Quello che accadrà all’Imu sulla prima casa potrebbe addirittura determinare le sorti del Governo Letta. Importante dunque conoscere quale sia l’impatto distributivo complessivo dell’attuale tributo sul possesso degli immobili. E le conseguenze distributive di una sua parziale eliminazione.
PATRIMONIALE ALL’ITALIANA
Il dibattito politico in questi giorni è nuovamente dominato dall’imposizione immobiliare. Sembra addirittura che la sorte del Governo dipenda dall’eliminazione dell’Imu sulla prima casa. Non c’è dubbio che la sensibilità dell’opinione pubblica su questo tema dipenda dall’alta quota di famiglie che è proprietaria dell’abitazione (oltre il 70 per cento). La sensibilità è ancora più marcata oggi, poiché in un periodo di crisi economica per molte famiglie può essere difficile affrontare il pagamento dell’imposta. È dunque importante conoscere sia l’impatto distributivo complessivo dell’attuale tributo sul possesso degli immobili, sia le conseguenze distributive derivanti dall’esenzione delle abitazioni di residenza.
In Italia non c’è una vera e propria imposta sul complesso del patrimonio personale; abbiamo un’imposta su ogni singolo immobile, fondamentale per finanziare le spese dei comuni. L’obiettivo principale dell’Imu non è dunque la redistribuzione del reddito e della ricchezza, che dovrebbe essere perseguita con altri strumenti. Ma in Italia il dibattito sembra focalizzarsi solo sul suo impatto sul reddito monetario delle famiglie, dimenticando che a parità di reddito monetario due famiglie con diverse proprietà immobiliari non sono sullo stesso piano. E dimenticando anche che una quota rilevante dell’l’Imu viene pagata dalle imprese, non solo dalle famiglie.
Date queste premesse, vediamo come si distribuisce l’Imu sulla base dell’indagine Silc (Statistics on income and living conditions) del 2008, che rileva le caratteristiche delle famiglie italiane nel 2008 e i redditi e le imposte del 2007, compresa l’Ici. Su questo dataset abbiamo ricostruito le rendite catastali e quindi simulato l’Imu pagata dalle famiglie, considerando solo gli immobili da esse posseduti ed escludendo quindi le imposte versate dalle imprese.

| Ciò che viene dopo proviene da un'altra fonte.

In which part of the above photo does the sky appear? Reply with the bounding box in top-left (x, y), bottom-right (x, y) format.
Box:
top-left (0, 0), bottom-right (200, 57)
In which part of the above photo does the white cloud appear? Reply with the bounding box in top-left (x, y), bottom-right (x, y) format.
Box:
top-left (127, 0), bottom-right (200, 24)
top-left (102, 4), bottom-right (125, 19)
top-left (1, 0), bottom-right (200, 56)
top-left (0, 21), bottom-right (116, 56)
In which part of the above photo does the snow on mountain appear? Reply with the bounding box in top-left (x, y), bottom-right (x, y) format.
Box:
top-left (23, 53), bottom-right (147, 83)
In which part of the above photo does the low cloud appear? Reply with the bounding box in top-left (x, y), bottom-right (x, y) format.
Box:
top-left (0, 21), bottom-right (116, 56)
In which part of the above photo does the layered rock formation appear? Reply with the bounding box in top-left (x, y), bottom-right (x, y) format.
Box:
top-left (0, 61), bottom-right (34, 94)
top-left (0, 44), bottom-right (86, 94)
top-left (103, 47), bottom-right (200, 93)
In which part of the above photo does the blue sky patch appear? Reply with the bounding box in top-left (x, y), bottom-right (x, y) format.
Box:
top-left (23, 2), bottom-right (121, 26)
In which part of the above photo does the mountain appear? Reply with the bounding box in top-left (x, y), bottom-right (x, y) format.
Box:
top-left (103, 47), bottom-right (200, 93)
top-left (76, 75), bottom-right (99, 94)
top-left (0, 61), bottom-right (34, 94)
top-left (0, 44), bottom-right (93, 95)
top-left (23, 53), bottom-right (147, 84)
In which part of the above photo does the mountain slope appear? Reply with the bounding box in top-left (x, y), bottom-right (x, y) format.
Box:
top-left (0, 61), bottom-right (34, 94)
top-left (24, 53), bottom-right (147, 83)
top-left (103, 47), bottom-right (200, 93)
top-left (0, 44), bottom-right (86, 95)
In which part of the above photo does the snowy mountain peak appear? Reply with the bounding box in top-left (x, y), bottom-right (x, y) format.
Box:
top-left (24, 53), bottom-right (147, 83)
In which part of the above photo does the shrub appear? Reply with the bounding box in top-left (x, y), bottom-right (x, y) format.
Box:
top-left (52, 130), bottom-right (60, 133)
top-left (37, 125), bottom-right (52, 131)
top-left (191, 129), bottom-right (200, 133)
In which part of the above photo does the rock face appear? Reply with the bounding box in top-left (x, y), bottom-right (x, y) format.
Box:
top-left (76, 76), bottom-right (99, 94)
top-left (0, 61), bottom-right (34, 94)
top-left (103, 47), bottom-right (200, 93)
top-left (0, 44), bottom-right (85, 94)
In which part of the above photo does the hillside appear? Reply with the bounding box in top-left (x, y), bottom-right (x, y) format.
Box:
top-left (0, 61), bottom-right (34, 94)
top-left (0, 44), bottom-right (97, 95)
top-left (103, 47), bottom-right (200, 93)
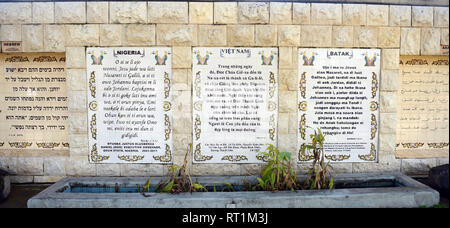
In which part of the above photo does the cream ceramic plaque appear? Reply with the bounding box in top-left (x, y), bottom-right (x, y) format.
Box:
top-left (192, 47), bottom-right (278, 163)
top-left (87, 47), bottom-right (172, 163)
top-left (298, 48), bottom-right (380, 163)
top-left (0, 53), bottom-right (68, 157)
top-left (396, 56), bottom-right (449, 158)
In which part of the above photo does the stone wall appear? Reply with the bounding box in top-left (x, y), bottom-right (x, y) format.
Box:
top-left (0, 1), bottom-right (448, 183)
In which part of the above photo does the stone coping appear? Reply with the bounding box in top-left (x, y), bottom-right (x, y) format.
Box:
top-left (0, 0), bottom-right (448, 7)
top-left (27, 172), bottom-right (440, 208)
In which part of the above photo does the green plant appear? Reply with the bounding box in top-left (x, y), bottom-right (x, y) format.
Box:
top-left (254, 144), bottom-right (297, 192)
top-left (301, 128), bottom-right (334, 190)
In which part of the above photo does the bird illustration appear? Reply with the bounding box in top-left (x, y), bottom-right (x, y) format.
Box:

Trattandosi di imposte patrimoniali, la loro incidenza va calcolata sul patrimonio oppure sul reddito? Se si usa il reddito, quale definizione è più appropriata? Utilizziamo qui la nozione di reddito disponibile monetario comprensivo dell’affitto imputato sulla casa di residenza, al netto degli interessi passivi su eventuali mutui e delle spese di mantenimento dell’abitazione. Attribuiamo così un reddito reale alle famiglie che, a parità di reddito monetario, vivono in proprietà rispetto alle altre, poiché l’affitto imputato è economicamente un autoconsumo.
L’INCIDENZA DELL’IMU SUL REDDITO DISPONIBILE E SULL’ISEE
Se consideriamo tutte le famiglie che sono soggetti passivi dell’imposta sulla prima casa, (figura 1) sia l’Ici sia l’Imu sull’abitazione di residenza sono sostanzialmente proporzionali, fatta eccezione per il primo decile. Questo risultato non è sorprendente: le rendite catastali sono non solo molto basse, circa un decimo del fitto imputato, ma crescono poco all’aumentare del reddito: rispetto al reddito, quindi, l’imposta penalizza leggermente le famiglie più povere. Nonostante ciò, la composizione del gettito è fortemente concentrata, soprattutto per l’Imu: più della metà del gettito è pagato dagli ultimi tre decili. Letto in altri termini, questo significa che l’eliminazione dell’Imu sulla prima casa andrebbe a vantaggio prevalentemente dei decili elevati di famiglie.